Having a game that has the same economic complexity as EVE Online sounds great, but there’s a reason why despite EVE’s success, there has been a limited success at replicating its model, and instead, most MMOs have simpler in-game economics. It’s very hard to manage.

For example, in Warhammer or Magic: The Gathering, a collapse in the secondary market wouldn’t affect the core game too much. But on a play-and-own game, a collapse in the secondary market might mean a lot of game resources flowing at a cheap price, potentially removing the requirement of players to put effort into in-game activities to obtain them.

As a consequence, it seems like a much more complex system under the premise that ownership would make the game more fun, which - even if true - might be easier to manage and scale without any blockchain at all.

Finally, I can anticipate other problems, like how players in these games would be reluctant to the addition of new content that would evaluate their inventories, which limits the capacity of the developer to tweak things to keep the system working and engaging.

That last problem isn’t a big deal in Warhammer or MTG, since the devs get profits exclusively from the primary market. In fact, this is one of the reasons why the digital version of Magic is moving from the previous MTGO which allowed peer-to-peer trading to the more recent MTGA, which doesn’t.

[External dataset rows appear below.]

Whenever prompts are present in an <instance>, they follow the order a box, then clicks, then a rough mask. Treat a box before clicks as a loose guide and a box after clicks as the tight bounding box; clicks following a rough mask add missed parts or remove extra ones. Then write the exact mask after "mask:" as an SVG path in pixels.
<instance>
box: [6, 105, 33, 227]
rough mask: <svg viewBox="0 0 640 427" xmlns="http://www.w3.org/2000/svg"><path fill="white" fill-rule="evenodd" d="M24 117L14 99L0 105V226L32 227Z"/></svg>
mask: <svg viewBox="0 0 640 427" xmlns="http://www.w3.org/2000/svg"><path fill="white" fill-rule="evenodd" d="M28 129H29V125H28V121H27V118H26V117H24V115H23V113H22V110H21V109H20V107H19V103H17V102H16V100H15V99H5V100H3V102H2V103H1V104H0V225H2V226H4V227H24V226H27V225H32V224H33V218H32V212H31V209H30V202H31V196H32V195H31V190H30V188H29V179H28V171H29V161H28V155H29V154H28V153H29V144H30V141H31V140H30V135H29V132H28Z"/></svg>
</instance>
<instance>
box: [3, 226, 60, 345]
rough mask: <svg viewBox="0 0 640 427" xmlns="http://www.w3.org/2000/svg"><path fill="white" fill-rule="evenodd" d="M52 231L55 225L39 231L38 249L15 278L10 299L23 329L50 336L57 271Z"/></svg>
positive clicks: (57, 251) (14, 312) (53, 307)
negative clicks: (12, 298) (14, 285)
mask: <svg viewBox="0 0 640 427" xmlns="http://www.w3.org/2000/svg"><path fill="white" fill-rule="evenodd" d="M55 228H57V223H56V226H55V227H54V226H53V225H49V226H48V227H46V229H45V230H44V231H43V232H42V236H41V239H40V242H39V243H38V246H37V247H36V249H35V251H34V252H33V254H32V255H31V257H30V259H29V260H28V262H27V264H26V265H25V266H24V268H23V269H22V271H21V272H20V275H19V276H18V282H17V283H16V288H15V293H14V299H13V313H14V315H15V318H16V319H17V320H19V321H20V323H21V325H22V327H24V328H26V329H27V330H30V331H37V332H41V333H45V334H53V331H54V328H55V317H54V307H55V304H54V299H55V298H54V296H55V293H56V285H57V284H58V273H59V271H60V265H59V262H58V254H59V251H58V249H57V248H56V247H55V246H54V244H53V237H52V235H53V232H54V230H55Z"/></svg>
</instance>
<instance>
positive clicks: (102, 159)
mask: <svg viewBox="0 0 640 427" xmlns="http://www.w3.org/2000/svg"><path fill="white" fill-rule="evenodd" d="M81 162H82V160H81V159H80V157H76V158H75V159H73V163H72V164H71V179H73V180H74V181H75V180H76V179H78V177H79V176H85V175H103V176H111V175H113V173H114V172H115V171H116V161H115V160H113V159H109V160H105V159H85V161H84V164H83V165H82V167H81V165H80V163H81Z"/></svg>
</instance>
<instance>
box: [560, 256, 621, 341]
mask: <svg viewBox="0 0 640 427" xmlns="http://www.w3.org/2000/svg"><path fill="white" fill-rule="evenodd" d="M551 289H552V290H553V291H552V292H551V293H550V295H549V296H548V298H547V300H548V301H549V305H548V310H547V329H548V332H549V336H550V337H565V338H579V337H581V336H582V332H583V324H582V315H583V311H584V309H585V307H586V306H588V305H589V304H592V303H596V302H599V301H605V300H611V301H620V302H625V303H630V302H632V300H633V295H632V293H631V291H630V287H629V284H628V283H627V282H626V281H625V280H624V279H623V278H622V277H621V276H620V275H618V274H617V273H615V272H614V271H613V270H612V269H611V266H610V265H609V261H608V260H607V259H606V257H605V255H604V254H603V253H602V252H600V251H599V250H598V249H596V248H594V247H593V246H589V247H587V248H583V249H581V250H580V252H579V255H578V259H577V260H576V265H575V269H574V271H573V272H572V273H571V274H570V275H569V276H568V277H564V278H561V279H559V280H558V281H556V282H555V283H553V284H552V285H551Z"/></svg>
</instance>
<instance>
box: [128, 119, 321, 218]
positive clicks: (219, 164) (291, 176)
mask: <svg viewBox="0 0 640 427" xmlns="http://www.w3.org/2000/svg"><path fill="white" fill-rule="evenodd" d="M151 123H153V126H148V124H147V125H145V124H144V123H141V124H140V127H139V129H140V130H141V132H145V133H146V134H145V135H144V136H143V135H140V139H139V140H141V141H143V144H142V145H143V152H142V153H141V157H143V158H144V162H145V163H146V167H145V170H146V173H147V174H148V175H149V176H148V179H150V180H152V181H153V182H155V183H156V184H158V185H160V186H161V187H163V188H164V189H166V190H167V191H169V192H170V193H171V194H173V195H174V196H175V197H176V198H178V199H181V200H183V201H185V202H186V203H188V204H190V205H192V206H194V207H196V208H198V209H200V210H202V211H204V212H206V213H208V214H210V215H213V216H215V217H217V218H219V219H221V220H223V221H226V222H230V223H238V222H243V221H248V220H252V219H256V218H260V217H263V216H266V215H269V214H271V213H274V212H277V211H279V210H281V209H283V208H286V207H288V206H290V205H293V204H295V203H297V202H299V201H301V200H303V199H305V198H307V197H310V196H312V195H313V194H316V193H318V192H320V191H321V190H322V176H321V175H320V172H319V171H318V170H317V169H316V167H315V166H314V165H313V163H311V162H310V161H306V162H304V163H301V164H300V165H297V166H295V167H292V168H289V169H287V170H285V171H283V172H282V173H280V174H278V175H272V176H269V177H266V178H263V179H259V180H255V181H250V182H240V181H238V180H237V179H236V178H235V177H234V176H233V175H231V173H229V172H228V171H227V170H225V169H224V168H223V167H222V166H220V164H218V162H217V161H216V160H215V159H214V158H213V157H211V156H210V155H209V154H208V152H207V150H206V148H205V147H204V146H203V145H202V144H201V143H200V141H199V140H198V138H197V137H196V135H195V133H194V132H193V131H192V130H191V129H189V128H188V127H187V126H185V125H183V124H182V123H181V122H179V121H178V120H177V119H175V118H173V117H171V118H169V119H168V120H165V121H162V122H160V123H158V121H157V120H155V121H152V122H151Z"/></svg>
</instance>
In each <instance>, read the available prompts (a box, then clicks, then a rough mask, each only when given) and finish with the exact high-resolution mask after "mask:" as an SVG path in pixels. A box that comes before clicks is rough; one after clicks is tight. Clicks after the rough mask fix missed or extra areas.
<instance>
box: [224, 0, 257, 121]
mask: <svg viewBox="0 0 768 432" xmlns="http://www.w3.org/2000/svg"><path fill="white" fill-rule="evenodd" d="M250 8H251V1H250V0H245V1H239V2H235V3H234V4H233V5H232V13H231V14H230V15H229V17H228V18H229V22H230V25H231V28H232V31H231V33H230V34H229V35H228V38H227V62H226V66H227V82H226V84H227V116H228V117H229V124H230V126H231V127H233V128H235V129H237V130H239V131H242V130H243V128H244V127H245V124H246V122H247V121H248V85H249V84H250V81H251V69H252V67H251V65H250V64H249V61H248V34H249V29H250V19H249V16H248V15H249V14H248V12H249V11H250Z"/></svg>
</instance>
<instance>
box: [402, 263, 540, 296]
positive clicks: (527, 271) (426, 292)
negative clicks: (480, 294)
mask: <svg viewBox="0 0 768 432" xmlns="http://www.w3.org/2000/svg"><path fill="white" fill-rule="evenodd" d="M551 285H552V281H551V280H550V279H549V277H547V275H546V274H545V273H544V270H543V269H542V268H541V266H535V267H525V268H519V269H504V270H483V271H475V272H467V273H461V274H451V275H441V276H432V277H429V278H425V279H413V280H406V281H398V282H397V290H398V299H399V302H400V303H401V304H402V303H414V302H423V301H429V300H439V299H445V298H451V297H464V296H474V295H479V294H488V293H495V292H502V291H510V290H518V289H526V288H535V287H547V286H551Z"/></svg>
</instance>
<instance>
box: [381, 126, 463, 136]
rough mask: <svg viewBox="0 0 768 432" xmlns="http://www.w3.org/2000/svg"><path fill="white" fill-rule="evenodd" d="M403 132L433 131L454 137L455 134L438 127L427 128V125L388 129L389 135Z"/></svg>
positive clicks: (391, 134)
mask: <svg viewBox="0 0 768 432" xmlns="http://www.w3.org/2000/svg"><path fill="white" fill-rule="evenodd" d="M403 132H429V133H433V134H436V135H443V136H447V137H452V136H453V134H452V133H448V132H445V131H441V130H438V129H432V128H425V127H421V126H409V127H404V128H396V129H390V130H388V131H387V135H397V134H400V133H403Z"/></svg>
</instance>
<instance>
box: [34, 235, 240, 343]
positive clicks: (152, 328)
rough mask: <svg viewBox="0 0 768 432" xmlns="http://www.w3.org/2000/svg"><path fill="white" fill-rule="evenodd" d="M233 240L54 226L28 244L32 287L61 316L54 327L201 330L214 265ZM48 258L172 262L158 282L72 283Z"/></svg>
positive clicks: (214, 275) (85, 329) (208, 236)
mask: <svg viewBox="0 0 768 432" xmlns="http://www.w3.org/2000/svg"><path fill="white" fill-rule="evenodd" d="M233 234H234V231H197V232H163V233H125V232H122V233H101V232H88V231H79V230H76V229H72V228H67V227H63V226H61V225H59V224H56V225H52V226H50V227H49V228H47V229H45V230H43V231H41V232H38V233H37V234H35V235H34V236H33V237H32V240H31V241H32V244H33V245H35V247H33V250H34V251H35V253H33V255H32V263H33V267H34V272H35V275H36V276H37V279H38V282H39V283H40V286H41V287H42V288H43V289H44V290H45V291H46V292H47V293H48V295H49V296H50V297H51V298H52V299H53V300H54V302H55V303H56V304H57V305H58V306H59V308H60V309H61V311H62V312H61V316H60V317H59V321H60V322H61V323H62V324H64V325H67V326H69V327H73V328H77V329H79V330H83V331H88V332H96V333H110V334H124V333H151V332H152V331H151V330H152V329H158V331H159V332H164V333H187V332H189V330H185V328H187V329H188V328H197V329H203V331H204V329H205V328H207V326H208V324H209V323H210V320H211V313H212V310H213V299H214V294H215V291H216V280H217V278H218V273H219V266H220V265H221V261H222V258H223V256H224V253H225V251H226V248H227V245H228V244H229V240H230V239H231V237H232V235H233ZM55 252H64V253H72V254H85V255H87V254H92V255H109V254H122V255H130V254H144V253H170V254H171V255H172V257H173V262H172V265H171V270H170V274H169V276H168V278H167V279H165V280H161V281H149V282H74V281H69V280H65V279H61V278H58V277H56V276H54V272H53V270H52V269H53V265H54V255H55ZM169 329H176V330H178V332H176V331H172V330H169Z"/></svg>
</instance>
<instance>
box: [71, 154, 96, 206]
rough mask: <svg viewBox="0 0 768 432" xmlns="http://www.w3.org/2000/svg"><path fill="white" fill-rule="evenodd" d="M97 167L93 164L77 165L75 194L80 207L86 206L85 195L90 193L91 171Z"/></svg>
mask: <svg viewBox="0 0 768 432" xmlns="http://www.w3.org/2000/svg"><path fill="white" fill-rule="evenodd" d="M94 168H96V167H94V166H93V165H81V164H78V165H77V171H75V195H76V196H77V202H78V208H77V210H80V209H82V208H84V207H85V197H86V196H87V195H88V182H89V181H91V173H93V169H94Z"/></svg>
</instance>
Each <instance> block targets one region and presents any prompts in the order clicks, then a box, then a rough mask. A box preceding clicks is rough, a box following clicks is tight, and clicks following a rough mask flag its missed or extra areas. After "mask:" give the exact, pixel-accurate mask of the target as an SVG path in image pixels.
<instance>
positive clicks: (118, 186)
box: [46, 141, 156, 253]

What is next for the Web3 gaming space?

Perhaps the most significant handicap on all of these possibilities is that at the moment blockchain games can only target the current audience that populates the blockchain space

And those players are interested primarily in achieving great returns and becoming early investors because blockchains are first and foremost fast-paced finance speculation tools. And therefore, the current audience will likely prioritize short-term success over better fundamentals that greatly limit growth -- a paradigm actually reinforced by the volatility of the space: “Blockchain games tend to explode, so try to hit the jackpot and move to the next one!”.

That makes me quite pessimistic about the immediate future. In my opinion, the most likely possibility is that when the blockchain environment accelerates again, the new Web3 games that take the spotlight share the same flaws that most that preceded them had.And those that somehow solve the challenges will remain undetected.

Regarding the far future, I think this is still very much an open question. It's possible that eventually, the accumulation of negative experiences by players and investors will force these games to evolve towards approaches that foster sustainability at the cost of growth. Even if it takes a lot of tears first.

This process could also accelerate if these games are able to become attractive to other audiences (that disregard asset value), which are not present nor interested in the blockchain sphere at the moment, especially given the current volatility of the space.